The --file flag on wh commit create accepts a JSON file containing an array of operations. This is the most powerful way to create multi-operation commits:

Terminal window
wh commit create --file operations.json --message "batch update" --repo org/repo

The file must contain a JSON array of operation objects:

[
{
"operation": "add",
"kind": "thing",
"name": "Location/cave",
"data": { "x": 3, "y": 7, "label": "Dark Cave" }
},
{
"operation": "add",
"kind": "assertion",
"name": "Belief/cave-safe",
"about": "Location/cave",
"data": { "safe": true, "confidence": 0.8 }
}
]

Use wh commit template to scaffold operations from shape definitions:

Terminal window
# Single shape
wh commit template Hypothesis --repo org/repo
# Multiple shapes at once
wh commit template Hypothesis Evidence Decision --repo org/repo
# Write to file, then edit and commit
wh commit template Hypothesis Evidence -o experiment.json --repo org/repo
$EDITOR experiment.json
wh commit create --file experiment.json -m "add experiment" --repo org/repo

The template fills fields with placeholder values ("", 0, false) and FILL_IN: hints for fields with descriptions. Replace placeholders with real data before committing.
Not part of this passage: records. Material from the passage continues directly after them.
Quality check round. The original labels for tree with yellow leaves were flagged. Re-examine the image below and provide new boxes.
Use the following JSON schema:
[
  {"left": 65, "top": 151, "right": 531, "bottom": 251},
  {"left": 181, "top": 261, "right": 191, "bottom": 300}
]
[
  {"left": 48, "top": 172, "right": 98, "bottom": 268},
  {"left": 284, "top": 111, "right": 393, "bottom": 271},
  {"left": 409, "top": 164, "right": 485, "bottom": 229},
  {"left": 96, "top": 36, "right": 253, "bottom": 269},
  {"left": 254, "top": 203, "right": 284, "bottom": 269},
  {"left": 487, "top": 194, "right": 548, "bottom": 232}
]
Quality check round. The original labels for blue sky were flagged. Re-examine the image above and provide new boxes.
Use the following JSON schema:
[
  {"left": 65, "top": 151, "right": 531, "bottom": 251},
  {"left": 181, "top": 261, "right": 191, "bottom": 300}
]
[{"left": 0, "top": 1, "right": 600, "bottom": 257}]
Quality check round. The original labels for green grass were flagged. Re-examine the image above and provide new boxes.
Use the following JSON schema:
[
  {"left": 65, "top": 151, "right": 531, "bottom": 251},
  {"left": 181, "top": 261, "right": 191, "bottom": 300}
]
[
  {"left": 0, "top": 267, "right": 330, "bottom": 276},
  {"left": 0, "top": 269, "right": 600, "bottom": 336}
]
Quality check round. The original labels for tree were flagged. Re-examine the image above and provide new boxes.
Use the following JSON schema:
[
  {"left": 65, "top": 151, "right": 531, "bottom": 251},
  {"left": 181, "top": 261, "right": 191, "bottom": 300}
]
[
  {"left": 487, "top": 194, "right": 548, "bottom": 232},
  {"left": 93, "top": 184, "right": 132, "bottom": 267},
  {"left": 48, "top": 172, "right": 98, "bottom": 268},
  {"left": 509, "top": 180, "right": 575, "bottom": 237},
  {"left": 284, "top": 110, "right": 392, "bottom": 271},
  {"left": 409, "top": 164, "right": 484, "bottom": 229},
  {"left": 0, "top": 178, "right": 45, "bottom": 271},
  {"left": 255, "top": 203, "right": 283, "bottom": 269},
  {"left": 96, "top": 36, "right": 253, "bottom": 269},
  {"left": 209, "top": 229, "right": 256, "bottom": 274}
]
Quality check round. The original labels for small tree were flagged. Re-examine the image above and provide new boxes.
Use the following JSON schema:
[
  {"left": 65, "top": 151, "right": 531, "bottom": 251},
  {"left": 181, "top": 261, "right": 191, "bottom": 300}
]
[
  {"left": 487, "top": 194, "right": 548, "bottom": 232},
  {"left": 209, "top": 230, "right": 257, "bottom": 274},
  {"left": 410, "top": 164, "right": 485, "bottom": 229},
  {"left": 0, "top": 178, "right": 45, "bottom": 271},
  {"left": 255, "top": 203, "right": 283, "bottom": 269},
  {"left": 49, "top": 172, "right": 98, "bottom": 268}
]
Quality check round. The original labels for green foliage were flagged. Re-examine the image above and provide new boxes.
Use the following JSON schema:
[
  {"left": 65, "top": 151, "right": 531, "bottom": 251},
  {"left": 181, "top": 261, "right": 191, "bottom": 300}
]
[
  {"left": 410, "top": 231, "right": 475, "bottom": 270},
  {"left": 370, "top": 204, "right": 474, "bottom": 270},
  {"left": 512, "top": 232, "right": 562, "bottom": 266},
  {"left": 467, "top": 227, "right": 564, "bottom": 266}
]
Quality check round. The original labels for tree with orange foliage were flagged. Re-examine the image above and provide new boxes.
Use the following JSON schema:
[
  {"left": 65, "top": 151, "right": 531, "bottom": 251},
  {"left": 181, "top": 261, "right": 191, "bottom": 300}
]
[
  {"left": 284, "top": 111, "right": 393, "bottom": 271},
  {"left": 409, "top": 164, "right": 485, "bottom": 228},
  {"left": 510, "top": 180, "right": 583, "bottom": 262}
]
For large datasets, use JSONL format (one operation per line) with streaming:

Terminal window
wh commit create --file dataset.jsonl --progress -m "bulk ingest" --repo org/repo

The $N (allocate) and #N (reference) tokens let you create entities and reference them within the same commit — for example, adding a thing and an assertion about it in one atomic operation. Tokens are resolved before version pinning and wref resolution.

See Wrefs: Batch Tokens for the full syntax, rules, and examples.